For browser-only automation, swap pyautogui for Playwright and feed Holo the rendered viewport rather than the full desktop. For Android control, point the loop at an emulator screenshot and use ADB instead of pyautogui; the 35B-A3B variant is the one that lands the headline 79.3 percent AndroidWorld score. For larger workflows, scale to the 9B variant on a 24GB card or run the 35B-A3B GGUF through llama.cpp on Apple Silicon. The Apache 2.0 license means commercial deployment is fine without a separate license conversation, which is a meaningful contrast against hosted alternatives that price each step.

Benchmark comparison chart showing Holo 3.1 4B at 3.3 second average step time on a single 12GB GPU versus 6.8 seconds for Holo 3.0 and per-step pricing for hosted Claude Computer Use

Frequently Asked Questions

Can Holo 3.1 replace Claude Computer Use or OpenAI Operator entirely?

For browser-and-desktop workflows that fit inside the 79.3 percent AndroidWorld and 74.2 percent OS-World accuracy envelope, yes. The same swap-the-endpoint pattern works for teams that have moved off hosted agents to OpenAI Codex computer-use on Windows or any other OpenAI-compatible endpoint. The function-calling protocol slots into existing agent stacks without a wrapper rewrite, so the swap is a configuration change rather than a workflow rebuild. For workflows that require the longest-context reasoning or the most aggressive frontier-model performance, hosted models still hold an edge.

What is the minimum GPU for Holo 3.1?

The 0.8B variant runs on 6 GB of VRAM and is the laptop-tier starting point. The 4B variant on a 12GB card is the production-grade local default. The 9B variant needs 16 GB and the 35B-A3B GGUF needs 24 GB or 48 GB depending on quantization.

Does the Apache 2.0 license cover commercial use?

Yes. Apache 2.0 permits commercial use, modification, and redistribution. The license is attached to all four model sizes and to the published weights.

How does Holo 3.1 compare to Qwen3.5 and Kimi-K2.5 on the same benches?

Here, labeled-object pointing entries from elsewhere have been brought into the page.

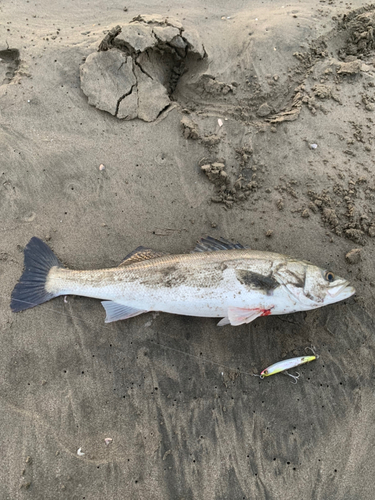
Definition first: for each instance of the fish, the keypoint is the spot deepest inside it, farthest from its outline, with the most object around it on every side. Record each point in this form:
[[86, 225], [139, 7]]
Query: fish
[[286, 364], [218, 279]]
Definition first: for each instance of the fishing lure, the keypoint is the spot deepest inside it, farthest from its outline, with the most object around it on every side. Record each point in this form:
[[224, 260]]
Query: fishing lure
[[286, 364]]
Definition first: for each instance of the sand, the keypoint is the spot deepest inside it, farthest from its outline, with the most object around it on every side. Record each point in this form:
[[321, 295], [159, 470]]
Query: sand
[[262, 133]]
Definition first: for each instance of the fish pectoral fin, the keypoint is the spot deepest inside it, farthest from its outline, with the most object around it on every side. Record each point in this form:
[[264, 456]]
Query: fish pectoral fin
[[239, 315], [115, 311]]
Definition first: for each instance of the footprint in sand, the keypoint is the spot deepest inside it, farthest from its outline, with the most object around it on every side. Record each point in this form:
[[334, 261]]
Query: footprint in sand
[[9, 64]]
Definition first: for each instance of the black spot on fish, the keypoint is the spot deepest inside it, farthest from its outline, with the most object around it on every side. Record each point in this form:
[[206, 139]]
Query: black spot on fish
[[255, 281]]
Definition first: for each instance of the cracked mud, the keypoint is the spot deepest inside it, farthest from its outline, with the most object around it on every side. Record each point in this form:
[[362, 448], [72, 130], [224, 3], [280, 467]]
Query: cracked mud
[[138, 66]]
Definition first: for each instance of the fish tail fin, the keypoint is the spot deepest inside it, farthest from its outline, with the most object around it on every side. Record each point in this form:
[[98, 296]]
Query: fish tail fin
[[31, 291]]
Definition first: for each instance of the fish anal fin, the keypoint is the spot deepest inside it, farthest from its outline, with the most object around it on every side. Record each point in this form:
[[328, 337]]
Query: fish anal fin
[[239, 315], [115, 311], [140, 254], [210, 244]]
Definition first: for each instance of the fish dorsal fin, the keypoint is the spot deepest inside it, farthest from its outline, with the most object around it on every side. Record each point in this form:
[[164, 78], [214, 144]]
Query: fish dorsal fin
[[210, 244], [139, 254]]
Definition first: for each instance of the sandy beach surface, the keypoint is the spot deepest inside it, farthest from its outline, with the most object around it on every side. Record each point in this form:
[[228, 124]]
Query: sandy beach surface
[[102, 151]]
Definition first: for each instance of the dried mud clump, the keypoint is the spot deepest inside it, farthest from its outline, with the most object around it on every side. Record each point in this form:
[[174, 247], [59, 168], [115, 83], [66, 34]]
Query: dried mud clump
[[345, 209], [229, 190], [137, 67]]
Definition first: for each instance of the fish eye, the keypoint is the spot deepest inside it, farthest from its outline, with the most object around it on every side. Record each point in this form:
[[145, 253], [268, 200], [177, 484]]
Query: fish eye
[[329, 276]]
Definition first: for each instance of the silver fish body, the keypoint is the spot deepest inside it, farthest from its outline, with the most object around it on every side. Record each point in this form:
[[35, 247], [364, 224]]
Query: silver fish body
[[237, 284]]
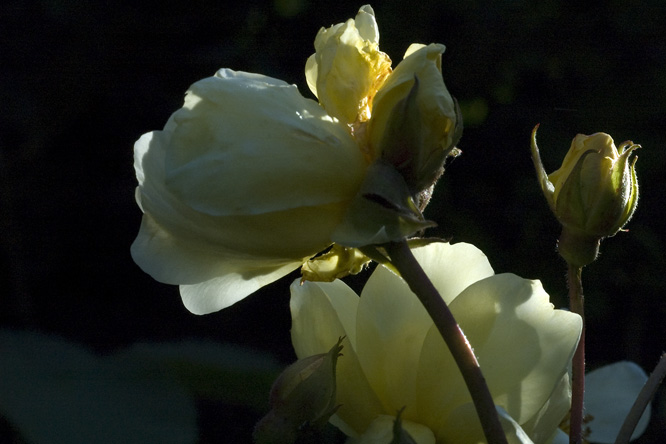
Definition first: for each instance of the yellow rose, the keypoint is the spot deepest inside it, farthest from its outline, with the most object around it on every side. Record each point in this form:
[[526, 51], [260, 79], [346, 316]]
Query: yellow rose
[[249, 180], [593, 194], [394, 356], [245, 183]]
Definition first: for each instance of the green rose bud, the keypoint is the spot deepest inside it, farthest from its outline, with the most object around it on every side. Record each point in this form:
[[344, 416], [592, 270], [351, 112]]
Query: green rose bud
[[593, 194], [302, 398], [416, 123]]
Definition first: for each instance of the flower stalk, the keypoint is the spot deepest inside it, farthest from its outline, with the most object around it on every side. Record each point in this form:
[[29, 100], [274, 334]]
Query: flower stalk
[[576, 304], [410, 270]]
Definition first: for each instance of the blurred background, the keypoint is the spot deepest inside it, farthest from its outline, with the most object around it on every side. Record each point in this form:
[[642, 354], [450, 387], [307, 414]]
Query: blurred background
[[81, 81]]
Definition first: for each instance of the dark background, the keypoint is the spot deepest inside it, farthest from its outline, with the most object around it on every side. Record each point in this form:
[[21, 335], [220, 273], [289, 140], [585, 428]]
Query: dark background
[[81, 81]]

H Company's reported numbers put Holo 3.1 35B-A3B ahead of Qwen3.5 and Kimi-K2.5 on AndroidWorld and OS-World. Independent verification on the live benches is what matters for production deployment; rerun the eval suite on your own workflows before betting a critical pipeline.

Can I run Holo 3.1 through Ollama or LM Studio?

Yes for the GGUF variants. Community quantizations land on Ollama and LM Studio within days of major releases. The 35B-A3B GGUF is the variant that typically appears first because it benefits the most from CPU-plus-GPU split inference.